Donna deixou-se ficar ali, nos braços da mãe, sentindo pela primeira vez em dias que talvez não estivesse sozinha. Mas mesmo assim, murmurou, hesitante:
— Mas…
— Mas nada.
Ellis se afastou só o suficiente para olhar nos olhos da filha.
— Agora nós vamos voltar pra casa. Você vai tomar um banho bem quente. Vamos jantar. Depois você vai descansar. Amanhã, aí sim, a gente se preocupa com o futuro. Combinado?
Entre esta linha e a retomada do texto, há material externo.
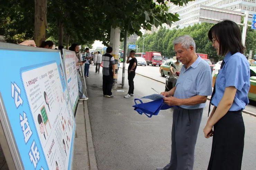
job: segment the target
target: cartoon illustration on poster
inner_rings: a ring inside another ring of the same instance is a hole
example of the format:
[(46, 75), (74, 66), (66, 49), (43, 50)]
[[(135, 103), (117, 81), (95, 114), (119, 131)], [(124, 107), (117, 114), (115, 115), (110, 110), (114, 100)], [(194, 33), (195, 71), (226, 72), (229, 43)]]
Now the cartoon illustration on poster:
[(73, 109), (78, 99), (79, 95), (75, 57), (76, 56), (74, 51), (63, 50), (64, 69), (71, 104)]
[(19, 63), (0, 68), (2, 107), (25, 169), (71, 169), (75, 124), (60, 52), (31, 51), (0, 49)]

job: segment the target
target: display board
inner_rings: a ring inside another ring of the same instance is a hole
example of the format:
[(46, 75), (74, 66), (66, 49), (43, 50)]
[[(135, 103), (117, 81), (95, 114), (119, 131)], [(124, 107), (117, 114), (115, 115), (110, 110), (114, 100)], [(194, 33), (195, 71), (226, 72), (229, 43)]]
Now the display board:
[(71, 169), (75, 124), (60, 53), (10, 46), (0, 46), (0, 120), (15, 167)]
[(73, 110), (75, 110), (78, 100), (79, 91), (76, 57), (75, 52), (63, 49), (64, 69), (66, 75), (67, 88), (69, 92), (71, 106)]

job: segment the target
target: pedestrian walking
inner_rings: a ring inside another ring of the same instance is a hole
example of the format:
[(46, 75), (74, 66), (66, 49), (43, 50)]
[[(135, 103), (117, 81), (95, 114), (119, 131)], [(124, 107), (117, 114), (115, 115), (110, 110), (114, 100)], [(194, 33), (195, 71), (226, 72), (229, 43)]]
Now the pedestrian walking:
[(175, 87), (161, 94), (174, 107), (170, 162), (157, 170), (192, 170), (195, 146), (203, 110), (212, 93), (211, 72), (208, 63), (195, 53), (193, 38), (185, 35), (173, 41), (177, 58), (184, 65)]
[[(129, 59), (130, 58), (130, 59)], [(137, 68), (137, 59), (135, 57), (135, 52), (131, 50), (130, 52), (129, 56), (127, 57), (126, 63), (129, 64), (128, 67), (128, 83), (129, 84), (129, 90), (128, 93), (125, 96), (125, 98), (129, 98), (131, 96), (133, 96), (134, 90), (134, 82), (133, 79), (135, 76), (135, 70)]]
[(211, 99), (214, 107), (203, 130), (205, 138), (213, 136), (208, 169), (240, 170), (245, 130), (242, 110), (249, 103), (250, 66), (235, 23), (219, 22), (208, 37), (217, 54), (225, 56)]
[(179, 78), (179, 74), (181, 70), (182, 66), (182, 63), (179, 60), (179, 59), (176, 58), (177, 61), (173, 64), (172, 64), (170, 67), (170, 75), (169, 77), (170, 81), (172, 83), (172, 88), (175, 87), (176, 84), (177, 80)]
[(84, 64), (84, 78), (89, 78), (89, 68), (90, 68), (90, 64), (91, 63), (92, 55), (89, 52), (89, 49), (85, 49), (85, 56), (84, 57), (84, 59), (85, 60)]
[(94, 54), (93, 54), (93, 63), (94, 65), (96, 65), (98, 54), (98, 53), (97, 52), (94, 52)]
[[(79, 47), (77, 44), (73, 44), (69, 48), (70, 50), (73, 51), (77, 53), (79, 51)], [(77, 56), (75, 57), (76, 66), (76, 77), (77, 78), (77, 83), (78, 84), (78, 91), (79, 94), (79, 100), (86, 100), (88, 98), (83, 93), (83, 86), (80, 77), (79, 75), (80, 66), (82, 66), (83, 63), (82, 62), (79, 61)]]
[(106, 50), (106, 53), (102, 56), (103, 96), (113, 98), (111, 90), (114, 83), (116, 66), (114, 57), (111, 55), (113, 49), (108, 47)]
[(100, 54), (100, 51), (98, 51), (98, 54), (97, 55), (97, 60), (96, 61), (95, 72), (98, 72), (98, 73), (100, 73), (100, 69), (102, 60), (102, 55)]
[(94, 55), (93, 52), (91, 52), (91, 55), (92, 56), (92, 64), (93, 64), (94, 63), (93, 62), (93, 57), (94, 57)]

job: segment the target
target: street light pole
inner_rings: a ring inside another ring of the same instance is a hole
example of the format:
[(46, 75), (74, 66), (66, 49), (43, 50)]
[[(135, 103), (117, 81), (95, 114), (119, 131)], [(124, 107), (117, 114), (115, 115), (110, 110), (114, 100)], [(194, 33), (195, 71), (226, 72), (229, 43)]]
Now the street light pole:
[(126, 56), (127, 55), (127, 30), (125, 31), (125, 42), (124, 42), (124, 56), (123, 56), (123, 70), (122, 75), (122, 88), (125, 87), (125, 64), (126, 62)]
[(145, 37), (143, 37), (143, 47), (142, 47), (142, 52), (144, 52), (144, 40), (145, 39)]

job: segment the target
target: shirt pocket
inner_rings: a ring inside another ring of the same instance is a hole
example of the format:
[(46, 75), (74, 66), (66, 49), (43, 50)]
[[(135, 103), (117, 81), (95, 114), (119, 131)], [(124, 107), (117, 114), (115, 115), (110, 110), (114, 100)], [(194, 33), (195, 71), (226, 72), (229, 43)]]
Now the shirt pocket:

Donna respirou fundo, assentindo, sem ter forças para discutir mais.
— Tá… — respondeu, num fio de voz.
As duas se afastaram do lago em silêncio, passo a passo, a terra úmida rangendo sob os sapatos. O carro de Ellis estava estacionado próximo, e Rocco as esperava, de pé, segurando a porta aberta.
Donna parou por um instante e olhou para trás, para o lago escuro que começava a se acalmar com a brisa mais leve da noite. Entrou no carro ao lado da mãe, e Rocco fechou a porta com cuidado. O veículo deslizou de volta pela estrada, deixando o lago e as lágrimas para trás — por enquanto.